Dari Dialog Madura hingga Umrah, Ini Taruhan FOUFO untuk Raih 1 Juta Penonton

FOUFO menggabungkan dialog berbahasa Madura dengan subtitle bahasa Indonesia agar ceritanya dapat diikuti penonton dari berbagai daerah. Di saat yang sama, tim film memasang target 1 juta penonton melalui program umrah untuk lima orang beruntung.

Target tersebut memberi dua penekanan dalam promosi FOUFO, yakni penguatan identitas lokal dan keterlibatan penonton di bioskop. Lima peserta baru akan diberangkatkan umrah apabila film komedi keluarga itu mencapai angka 1 juta penonton.

Mekanisme untuk Peserta Program

Penonton yang ingin masuk dalam program Umrah FOUFO perlu membuktikan telah menyaksikan film di bioskop.
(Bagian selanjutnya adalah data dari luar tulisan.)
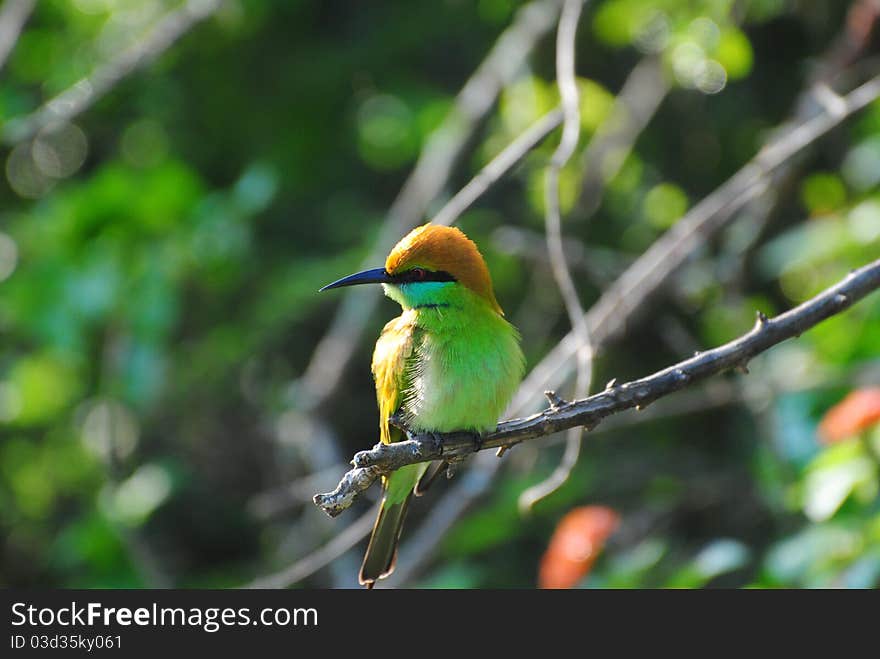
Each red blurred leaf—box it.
[538,506,620,588]
[819,387,880,444]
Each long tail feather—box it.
[359,497,410,588]
[413,460,449,497]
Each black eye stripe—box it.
[391,268,455,284]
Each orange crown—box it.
[385,224,504,315]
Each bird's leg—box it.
[388,410,414,438]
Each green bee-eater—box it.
[321,224,524,588]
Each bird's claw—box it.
[388,412,413,437]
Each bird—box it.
[321,223,525,588]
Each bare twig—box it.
[314,260,880,517]
[578,55,669,214]
[513,76,880,407]
[292,0,560,409]
[244,510,376,588]
[381,37,876,587]
[524,0,593,512]
[2,0,222,144]
[0,0,36,69]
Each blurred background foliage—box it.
[0,0,880,587]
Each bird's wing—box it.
[372,312,419,444]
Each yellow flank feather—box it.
[372,310,418,444]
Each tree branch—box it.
[292,0,561,411]
[511,71,880,408]
[314,255,880,517]
[524,0,593,511]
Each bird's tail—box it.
[359,497,409,588]
[359,465,425,588]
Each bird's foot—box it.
[388,412,414,437]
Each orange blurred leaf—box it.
[538,506,620,588]
[819,387,880,444]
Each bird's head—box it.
[321,224,504,315]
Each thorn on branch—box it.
[388,412,412,437]
[544,389,568,410]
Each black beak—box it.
[318,268,393,293]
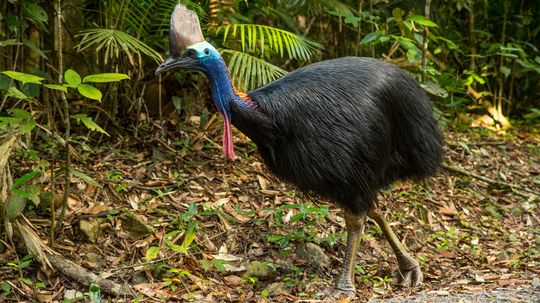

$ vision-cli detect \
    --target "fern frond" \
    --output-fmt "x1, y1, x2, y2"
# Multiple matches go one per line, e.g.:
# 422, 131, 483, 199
216, 24, 323, 61
75, 28, 163, 66
220, 49, 287, 91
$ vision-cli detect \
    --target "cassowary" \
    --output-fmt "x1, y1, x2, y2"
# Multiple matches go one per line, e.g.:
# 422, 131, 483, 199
156, 5, 442, 292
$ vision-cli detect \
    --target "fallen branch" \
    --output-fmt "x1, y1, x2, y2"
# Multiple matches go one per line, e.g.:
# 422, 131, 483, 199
46, 252, 133, 298
441, 164, 540, 197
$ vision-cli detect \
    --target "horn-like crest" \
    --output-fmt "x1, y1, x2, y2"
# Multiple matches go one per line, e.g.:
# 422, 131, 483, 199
170, 4, 204, 56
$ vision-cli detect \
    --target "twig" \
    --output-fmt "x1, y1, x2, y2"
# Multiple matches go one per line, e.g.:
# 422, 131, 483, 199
422, 0, 431, 83
46, 252, 133, 298
51, 0, 71, 233
441, 164, 540, 196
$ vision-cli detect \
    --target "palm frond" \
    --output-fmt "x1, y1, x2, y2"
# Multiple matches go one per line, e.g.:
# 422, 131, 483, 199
278, 0, 355, 16
75, 28, 163, 66
216, 24, 323, 61
154, 0, 206, 36
220, 49, 287, 91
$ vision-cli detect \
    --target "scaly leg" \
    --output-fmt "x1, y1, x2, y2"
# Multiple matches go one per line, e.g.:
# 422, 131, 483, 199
334, 210, 366, 292
368, 209, 424, 287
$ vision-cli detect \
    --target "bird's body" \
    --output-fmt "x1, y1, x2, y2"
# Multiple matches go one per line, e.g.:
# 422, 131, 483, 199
231, 57, 441, 213
156, 4, 442, 292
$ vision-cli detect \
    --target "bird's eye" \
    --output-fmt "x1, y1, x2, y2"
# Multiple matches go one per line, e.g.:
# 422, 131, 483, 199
186, 49, 195, 58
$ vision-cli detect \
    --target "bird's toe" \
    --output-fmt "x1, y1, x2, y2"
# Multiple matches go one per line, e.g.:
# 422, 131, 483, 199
320, 287, 356, 302
394, 265, 424, 287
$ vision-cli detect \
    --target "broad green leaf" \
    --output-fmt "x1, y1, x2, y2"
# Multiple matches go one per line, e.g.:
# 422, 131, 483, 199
0, 39, 21, 47
169, 244, 187, 255
2, 282, 11, 295
76, 28, 163, 65
343, 16, 362, 24
64, 68, 81, 88
2, 70, 45, 84
144, 246, 161, 261
360, 32, 379, 45
217, 24, 323, 60
13, 171, 39, 188
83, 73, 129, 82
24, 184, 41, 206
77, 83, 102, 101
23, 2, 48, 24
420, 81, 448, 98
6, 191, 26, 220
410, 15, 438, 27
7, 86, 28, 100
43, 84, 67, 92
182, 224, 197, 248
500, 65, 512, 78
69, 168, 103, 188
71, 114, 110, 136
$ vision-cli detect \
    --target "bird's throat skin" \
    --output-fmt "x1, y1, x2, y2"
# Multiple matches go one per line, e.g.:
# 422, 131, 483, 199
201, 58, 258, 160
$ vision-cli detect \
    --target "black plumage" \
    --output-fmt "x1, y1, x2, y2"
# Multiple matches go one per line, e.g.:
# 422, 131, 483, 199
231, 57, 442, 213
156, 5, 442, 293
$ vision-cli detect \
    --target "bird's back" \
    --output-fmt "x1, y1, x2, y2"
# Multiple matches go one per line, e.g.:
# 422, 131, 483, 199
233, 57, 442, 211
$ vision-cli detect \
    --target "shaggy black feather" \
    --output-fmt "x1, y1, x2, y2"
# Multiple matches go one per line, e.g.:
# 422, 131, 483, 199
230, 57, 442, 213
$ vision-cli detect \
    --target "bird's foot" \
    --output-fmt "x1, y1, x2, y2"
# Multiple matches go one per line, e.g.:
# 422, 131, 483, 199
394, 262, 424, 287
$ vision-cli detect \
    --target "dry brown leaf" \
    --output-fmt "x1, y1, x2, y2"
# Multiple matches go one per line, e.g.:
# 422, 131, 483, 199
223, 204, 250, 223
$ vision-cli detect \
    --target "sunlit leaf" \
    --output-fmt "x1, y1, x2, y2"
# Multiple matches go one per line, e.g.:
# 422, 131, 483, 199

Tim film juga meminta peserta menyimpan tiket dan membagikan foto di media sosial sesuai aturan yang ditetapkan.

UrutanHal yang Harus Dilakukan
1Menonton FOUFO di bioskop
2Menyimpan tiket bioskop
3Berfoto di depan poster film
4Mengunggah foto ke Instagram atau TikTok dengan menandai @filmfoufo dan memakai #UmrohBersamaFOUFO

Program itu dikaitkan dengan karakter Ibu Saiqonah dalam cerita FOUFO. Jika sasaran jumlah penonton tercapai, lima orang yang beruntung akan diberangkatkan umrah bersama karakter tersebut.

Pengumuman program disampaikan saat tim FOUFO tampil di panggung Dangdut Academy 8. Bayu Skak hadir bersama sejumlah pemain, termasuk Tretan Muslim, untuk memperkenalkan film yang sedang tayang di bioskop.

Bahasa Madura sebagai Identitas Cerita

Penggunaan bahasa Madura menjadi salah satu unsur yang diperhatikan ketika para pemain berbincang di studio. Tretan Muslim menegaskan dialog lokal itu tidak akan menyulitkan penonton karena film menyediakan subtitle bahasa Indonesia.

“Jangan bingung karena ada subtitle,” ujar Tretan Muslim. Pernyataan tersebut menegaskan bahasa daerah dipakai untuk memperkuat suasana cerita tanpa menutup akses bagi penonton di luar Madura.

Bayu Skak menyebut sekitar 90 persen pemain FOUFO merupakan orang asli Madura. Kehadiran mereka dimaksudkan untuk menghadirkan logat, kebiasaan, dan nuansa kehidupan setempat secara lebih autentik.

FOUFO mengikuti perjalanan sejumlah tokoh yang menghadapi konflik, kesalahpahaman, dan berbagai kejadian sehari-hari. Kisahnya dibungkus sebagai komedi keluarga dengan pesan mengenai keluarga, persahabatan, serta kebersamaan.

Valen DA7, peserta Dangdut Academy 8 asal Madura, mengaku telah menonton film itu di bioskop. Ia menilai cerita serta atmosfer yang dihadirkan terasa dekat dengan kehidupan masyarakat Madura.

Respons di Panggung Dangdut Academy 8

Valen juga melihat FOUFO tidak hanya menghadirkan bagian lucu, tetapi memadukannya dengan bagian cerita yang lebih serius. Unsur humor khas Madura menjadi warna utama yang berjalan berdampingan dengan konflik antartokoh.

Menurut Liputan6, host, juri, dan peserta Dangdut Academy 8 menunjukkan ketertarikan terhadap proses produksi serta keunikan film tersebut. Kehadiran pemain di acara kompetisi dangdut itu memperluas pengenalan FOUFO kepada penonton yang telah akrab dengan budaya daerah.

Dengan mayoritas pemain asli Madura dan dialog lokal yang diberi subtitle, FOUFO menempatkan identitas budaya sebagai kekuatan pentingnya. Penonton yang ingin mengikuti program umrah tetap perlu memenuhi seluruh ketentuan bukti menonton dan unggahan media sosial.